Since 1999, the US wind industry has strongly disagreed with how transmission providers look at generating resources that cannot be called up on demand. Transmission suppliers see wind as an intermittent resource and, in most areas of the country, place hefty penalties on plant operators when scheduled energy is not delivered. Those penalties, known as generation imbalance charges, are costing wind plant owners a bundle -- as much as $0.10/kWh of undelivered energy in the Northwest -- and could slow the rapid growth the industry experienced in 2001.
"If wind generation is not firm, then the producer is required to get the generation to make it firm," says Jim Caldwell of the American Wind Energy Association (AWEA). "The cost is something approaching the current value of wind, so it doubles the cost just to deliver the power." AWEA's goal, he says, is to make wind a legitimate way to produce electricity without having to firm it up. "Without that, we'll never get penetration on the grid," Caldwell says.
The industry has made significant progress towards a solution with a recent filing by the California Independent System Operator (ISO) to the Federal Energy Regulatory Commission (FERC), which oversees transmission rules in the country. The California ISO is proposing to schedule wind resources using a wind energy forecasting model to average imbalances over a month -- and to waive generation imbalance penalties for wind resources. AWEA wants FERC to use the California model as a template for other transmission providers across the country.
"We are very excited about this deal in the sense of forming a tariff, a template, for the rest of the country," Caldwell says. "Rather than going utility by utility, tariff by tariff, in a game we can't win in the end, we are asking FERC to approve the settlement in California and use it as a template for the rest of the nation."

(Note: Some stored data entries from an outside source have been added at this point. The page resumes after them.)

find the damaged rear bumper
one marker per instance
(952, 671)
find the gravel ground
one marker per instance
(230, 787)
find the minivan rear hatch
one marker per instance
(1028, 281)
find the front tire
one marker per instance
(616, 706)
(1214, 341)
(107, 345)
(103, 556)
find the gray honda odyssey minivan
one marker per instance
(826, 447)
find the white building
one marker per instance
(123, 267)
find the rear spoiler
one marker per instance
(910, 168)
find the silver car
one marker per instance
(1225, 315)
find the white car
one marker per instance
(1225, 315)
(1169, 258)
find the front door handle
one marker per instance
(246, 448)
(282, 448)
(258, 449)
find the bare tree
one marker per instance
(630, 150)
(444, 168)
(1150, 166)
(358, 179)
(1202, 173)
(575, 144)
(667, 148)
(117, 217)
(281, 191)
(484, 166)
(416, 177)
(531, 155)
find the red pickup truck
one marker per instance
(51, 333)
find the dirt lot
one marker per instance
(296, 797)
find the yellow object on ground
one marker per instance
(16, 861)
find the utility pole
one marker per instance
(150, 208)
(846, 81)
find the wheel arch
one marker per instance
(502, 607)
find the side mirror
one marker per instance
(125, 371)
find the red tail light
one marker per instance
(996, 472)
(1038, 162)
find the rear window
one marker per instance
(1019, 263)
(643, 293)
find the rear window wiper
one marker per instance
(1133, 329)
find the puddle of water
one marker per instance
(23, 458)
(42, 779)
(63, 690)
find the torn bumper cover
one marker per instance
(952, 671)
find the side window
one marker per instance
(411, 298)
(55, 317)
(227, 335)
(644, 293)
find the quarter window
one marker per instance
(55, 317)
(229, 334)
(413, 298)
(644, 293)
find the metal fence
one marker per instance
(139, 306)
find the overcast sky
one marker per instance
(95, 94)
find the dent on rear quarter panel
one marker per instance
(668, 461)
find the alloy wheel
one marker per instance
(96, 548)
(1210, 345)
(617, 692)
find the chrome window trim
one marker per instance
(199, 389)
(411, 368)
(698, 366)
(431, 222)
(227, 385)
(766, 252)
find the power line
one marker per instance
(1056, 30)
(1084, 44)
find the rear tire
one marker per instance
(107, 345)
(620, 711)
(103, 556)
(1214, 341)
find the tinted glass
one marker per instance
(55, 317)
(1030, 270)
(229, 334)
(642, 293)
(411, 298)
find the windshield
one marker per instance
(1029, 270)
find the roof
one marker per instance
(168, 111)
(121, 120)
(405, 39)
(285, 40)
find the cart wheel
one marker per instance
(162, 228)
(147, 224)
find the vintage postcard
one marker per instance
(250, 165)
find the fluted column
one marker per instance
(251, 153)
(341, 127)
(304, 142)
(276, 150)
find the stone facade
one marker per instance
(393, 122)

FERC's Order 888 sets the standard pro forma tariff in a deregulated world. It requires scheduling generation on the transmission system for each hour 24 hours in advance with the option to change the schedule one hour ahead. It was designed with large firm blocks of dispatchable power in mind. When the Midwest saw price spikes in 1999, says Caldwell, some generators found it cheaper and easier to default on delivery. So the industry decided to set damages for non-delivery of scheduled power.
Over the past two years, the wind industry has made progress in avoiding those damages. The Pennsylvania/
New Jersey/Maryland ISO, which actually touches on seven mid-Atlantic states, has a liquid transparent spot market in which wind can settle imbalances penalty free. In simple terms, if a generator schedules 100 MW, but delivers 105 MW, the additional 5 MW is sold at spot market prices. Conversely, if only 95 MW is delivered, the transmission system will make up the difference, again at spot market prices. According to Caldwell, this gives wind developers a fixed price revenue stream, which helps when securing financing for projects.
Other areas deal with the problem in other ways, says Caldwell. New York pretends wind has no imbalance between power promised and delivered and retroactively resets the schedule according to the actual meter read. The Electric Reliability Council of Texas uses dynamic scheduling to deliver energy imbalances across the state. But that limits wind sales basically to large utilities that have enough diversity of load and other generating resources to handle the ebb and flow from the wind resource.
The Northwest is considering something closer to the Pennsylvania/New Jersey/Maryland ISO model. Right now, if the delivery of power deviates from the schedule by plus or minus 1% or 3 MW, the generator has to pay an onerous penalty amounting to $100/MWh not delivered, says George Darr of the Bonneville Power Administration (BPA). He says BPA's power organisation, along with wind industry and renewables advocates, are asking BPA's transmission organisation for relief from the huge penalty by going to a second tier market rate.
In addition, like California, BPA is also looking at a wind forecasting model. "The direction we're approaching is for the hydro system to deal with wind," Darr says. "If we can predict wind better, we can also run the hydro system better, and it allows for better scheduling." Such a forecasting system, however, begs for a regional sponsor, he says. That could be BPA or it could eventually be the Regional Transmission Organisation (RTO) West, an ISO that Northwest transmission owners are still debating.
There is also the option for the FERC to get involved and make forecasting a basic requirement. That will effectively happen if the federal agency adopts the California model. In that state, wind farm owners will develop the wind forecasting system and the ISO will operate it. Wind generators will pay a forecasting fee of $0.10/MWh and will set transmission schedules according to the forecast. If the wind generators contribute to the costs and schedule according to the forecast, then generation imbalance penalties will be waived.
FERC is due to decide the issue in the first quarter of 2002. Even if the wind industry is successful, transmission issues like upgrades and expansion must still be dealt with. But those are issues for all players, not just for wind.